Rally enthusiast Ondřej was among the fans who were given a unique experience by the ŠKODA Motorsport team, as a thank you for their great support during this season. He took a ride in the FABIA R5 evo, driven by last year’s WRC 2 champion Jan Kopecký. Read Ondřej’s authentic impressions of his breathtaking drive:
Since its debut in 2015, I’ve seen it in person on many World Rally Championship rounds. I can recognize it by its sound, whether it’s coming to me from the deep Welsh woods or Finnish forests. In Spain, I saw the mechanics quickly changing it from the gravel to the tarmac specification, on the ŠKODA Motorsport tour, I got familiar with each step of its build. I became quite good at finding the right spot along the stage to see it going sideways through the corner. I’ve had the honour of a short chat with all the drivers who have taken world titles in it, and I was even present when Kalle Rovanperä described his driving impressions of the revamped evo version to Thiery Neuville.
In all humility, I really think I know the FABIA R5 well from the outside. The offer of a ride alongside Jan Kopecký, however, took my relationship with the car to another level. ŠKODA Motorsport invited us to the tight, twisty forest circuit of Bělá pod Bezdězem. It suited me, as thanks to my job, I’ve had the opportunity of driving lots of kilometres here in many different cars, often ones even more powerful than the 290 PS FABIA R5. At least this gives me an opportunity to compare.
The moment when you’re walking towards a rally car with its engine running and the passenger door open, is much more intense than visiting the team’s factory or all the rallies combined. This exact R5 is one of the two hot rally cars with which the team cemented its constructor’s title in WRC 2 Pro at the RallyRACC Catalunya. There wasn’t enough time to change the settings after return from the rally, so the car has just been washed and everything has been tightened after that gruelling tarmac-gravel combination rally. I’m settling in the passenger’s seat and the mechanic helps me to fasten my safety harness. I give a thumbs-up signal to Jan that I’m ready. Inside, however, I’m not so sure.
The launch and acceleration on first three gears are quite intensive. The sequential gearbox’s shifts feel wonderfully mechanical, almost without any pause. After a fast left-hander, we come into sweeping right turn, followed by a downhill among the trees. The level of grip on heated dry tyres is phenomenal and the FABIA R5 evo is leaning on its sticky outer tyres like they’re a wall. To be honest, I was expecting a bit of understeer from the locking-diff 4x4, but there’s nothing like that. Just seemingly endless grip.

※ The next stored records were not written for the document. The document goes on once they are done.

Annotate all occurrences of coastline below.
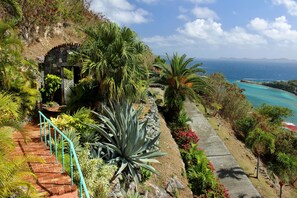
[240,79,297,96]
[237,79,297,125]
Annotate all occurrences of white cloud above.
[248,17,268,31]
[272,0,297,16]
[177,14,190,21]
[137,0,158,4]
[248,16,297,45]
[224,27,266,46]
[190,0,216,4]
[90,0,150,24]
[177,19,266,46]
[177,19,223,43]
[192,7,219,19]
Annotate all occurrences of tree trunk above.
[279,181,284,198]
[256,155,260,179]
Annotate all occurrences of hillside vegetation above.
[0,0,106,44]
[262,80,297,95]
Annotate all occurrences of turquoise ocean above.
[198,59,297,125]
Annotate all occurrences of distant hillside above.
[0,0,106,44]
[262,80,297,95]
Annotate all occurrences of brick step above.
[13,124,78,198]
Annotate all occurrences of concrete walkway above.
[185,101,261,198]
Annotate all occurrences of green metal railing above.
[38,111,90,198]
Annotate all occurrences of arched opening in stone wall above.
[39,43,81,105]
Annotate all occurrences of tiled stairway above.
[13,123,78,198]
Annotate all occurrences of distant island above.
[240,80,297,95]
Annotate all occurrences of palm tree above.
[74,22,149,100]
[157,53,209,120]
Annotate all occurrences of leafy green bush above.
[63,68,74,80]
[235,116,257,138]
[172,129,199,150]
[269,152,297,183]
[204,73,252,125]
[74,145,117,198]
[89,102,165,183]
[51,107,100,145]
[40,74,62,102]
[67,77,100,112]
[181,144,230,198]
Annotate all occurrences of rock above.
[148,184,170,198]
[166,176,185,196]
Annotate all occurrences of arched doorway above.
[39,43,81,105]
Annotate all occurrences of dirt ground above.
[199,104,297,198]
[146,115,193,198]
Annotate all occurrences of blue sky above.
[90,0,297,59]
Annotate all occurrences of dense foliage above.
[40,74,62,103]
[156,54,209,121]
[181,144,230,198]
[0,21,39,116]
[204,74,297,187]
[204,73,252,125]
[72,23,149,101]
[0,0,103,43]
[0,92,36,197]
[89,103,165,183]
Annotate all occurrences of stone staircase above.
[13,123,78,198]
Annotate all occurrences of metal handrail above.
[38,111,90,198]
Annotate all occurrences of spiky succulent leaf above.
[89,102,165,182]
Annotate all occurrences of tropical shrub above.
[51,107,100,145]
[246,128,275,178]
[0,92,36,197]
[74,145,117,198]
[268,152,297,184]
[66,77,100,112]
[89,102,165,183]
[156,51,209,121]
[181,144,230,198]
[71,22,150,100]
[275,129,297,156]
[63,68,74,80]
[235,116,257,139]
[0,21,39,116]
[40,74,62,102]
[172,129,199,150]
[204,73,252,126]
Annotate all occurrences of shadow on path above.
[217,167,245,180]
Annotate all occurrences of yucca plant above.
[90,102,165,183]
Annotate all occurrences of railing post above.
[69,149,73,185]
[79,179,82,198]
[39,111,90,198]
[61,136,65,172]
[47,121,53,154]
[39,114,42,142]
[44,121,49,146]
[54,129,58,164]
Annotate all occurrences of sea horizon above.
[195,59,297,125]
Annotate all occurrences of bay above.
[197,59,297,125]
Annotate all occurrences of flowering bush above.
[173,129,199,150]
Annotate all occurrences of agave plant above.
[90,102,165,183]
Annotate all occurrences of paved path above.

I only come to realize the real pace of the rally car in the downhill through the forest in the back section of the circuit. At speeds where any civilian car would already by rolling into the trees, the ŠKODA FABIA R5 sticks to the track surface like glue and moves at speed that I never dreamed of here. Completely calm, without any intrusive movements from the suspension. Jan controls the car with measured arm movements and it all, in fact, seems almost serene.

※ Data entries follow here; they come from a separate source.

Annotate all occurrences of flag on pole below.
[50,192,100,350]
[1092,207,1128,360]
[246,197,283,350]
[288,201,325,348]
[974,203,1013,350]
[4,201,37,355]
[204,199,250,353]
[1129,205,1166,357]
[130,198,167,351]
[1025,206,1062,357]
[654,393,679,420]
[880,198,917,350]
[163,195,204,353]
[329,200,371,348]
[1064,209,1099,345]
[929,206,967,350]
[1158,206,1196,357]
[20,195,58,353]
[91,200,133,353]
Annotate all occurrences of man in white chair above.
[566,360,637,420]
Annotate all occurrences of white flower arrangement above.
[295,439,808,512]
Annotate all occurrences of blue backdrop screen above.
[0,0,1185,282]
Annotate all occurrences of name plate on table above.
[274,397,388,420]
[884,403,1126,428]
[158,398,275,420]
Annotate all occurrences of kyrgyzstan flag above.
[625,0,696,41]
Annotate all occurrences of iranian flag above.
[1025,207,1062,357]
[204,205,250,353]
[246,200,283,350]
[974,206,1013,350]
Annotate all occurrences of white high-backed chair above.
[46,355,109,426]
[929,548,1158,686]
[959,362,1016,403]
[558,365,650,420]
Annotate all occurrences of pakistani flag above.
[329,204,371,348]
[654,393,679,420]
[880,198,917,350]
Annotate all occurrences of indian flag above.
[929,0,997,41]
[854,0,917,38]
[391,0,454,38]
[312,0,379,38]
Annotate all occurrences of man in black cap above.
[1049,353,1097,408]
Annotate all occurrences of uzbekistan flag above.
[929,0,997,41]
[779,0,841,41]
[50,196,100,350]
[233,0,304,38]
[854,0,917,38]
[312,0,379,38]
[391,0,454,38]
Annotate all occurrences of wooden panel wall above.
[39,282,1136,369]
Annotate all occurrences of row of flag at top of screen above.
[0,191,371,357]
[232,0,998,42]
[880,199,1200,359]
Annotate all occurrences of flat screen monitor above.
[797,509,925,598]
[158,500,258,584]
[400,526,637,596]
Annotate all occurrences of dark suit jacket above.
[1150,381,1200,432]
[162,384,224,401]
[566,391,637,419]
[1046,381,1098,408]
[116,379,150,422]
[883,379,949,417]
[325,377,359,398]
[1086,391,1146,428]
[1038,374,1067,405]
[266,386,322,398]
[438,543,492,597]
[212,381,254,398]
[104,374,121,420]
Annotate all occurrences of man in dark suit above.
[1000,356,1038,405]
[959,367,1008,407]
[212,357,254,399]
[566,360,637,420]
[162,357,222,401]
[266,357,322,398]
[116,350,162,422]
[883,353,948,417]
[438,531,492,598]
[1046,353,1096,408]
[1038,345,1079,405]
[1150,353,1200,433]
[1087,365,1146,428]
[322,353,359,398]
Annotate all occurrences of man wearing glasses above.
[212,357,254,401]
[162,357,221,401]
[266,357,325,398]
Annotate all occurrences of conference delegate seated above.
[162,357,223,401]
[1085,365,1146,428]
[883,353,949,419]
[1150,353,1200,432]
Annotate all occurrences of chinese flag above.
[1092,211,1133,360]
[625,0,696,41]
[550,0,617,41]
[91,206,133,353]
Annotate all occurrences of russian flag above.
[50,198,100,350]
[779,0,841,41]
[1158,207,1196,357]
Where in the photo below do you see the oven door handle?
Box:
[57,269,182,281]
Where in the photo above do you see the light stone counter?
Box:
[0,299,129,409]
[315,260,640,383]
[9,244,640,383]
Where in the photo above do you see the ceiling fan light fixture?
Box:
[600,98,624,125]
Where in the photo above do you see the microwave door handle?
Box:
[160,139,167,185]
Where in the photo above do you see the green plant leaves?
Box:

After a tight right-hander, we enter the lower straight. I kind of expected more sideways action, but I have to admit that the huge pine on the outer side is really close. On the straight, we are racing through the fourth and fifth. The acceleration is not so intensive anymore, so I finally have some time to exhale and start thinking about the way the FABIA R5 really works. In the end, I’m not surprised by the acceleration or the braking. You kind of expect that from a rally car. I’m most impressed by the directness of the car. I suddenly understand all that talk about the tyres, because here, you clearly feel any difference in grip, as if you were rubbing sand paper of different grit sizes. Everything is beautifully obvious.
In the car’s lateral movements, you can feel, precisely to the last centimetre, where the slide ends and the tyre regains grip. And there isn’t that typical “kick” from the suspension that you get in a civilian car. A short pull of the handbrake in the U-turn on a roundabout is perfectly clean and precise. Hard braking, blocking the rear wheels, turn-around and full acceleration are connected into one fluent move, during which your bottom is constantly able to read the tyres’ grip. The directness of this car is simply fantastic. That’s my biggest impression from my few hot kilometres in the ŠKODA FABIA R5 evo rally car. You just can’t compare this racing car to anything else. Not even remotely. Bělá has shown this to the fullest. Thanks a lot for the ride of my life!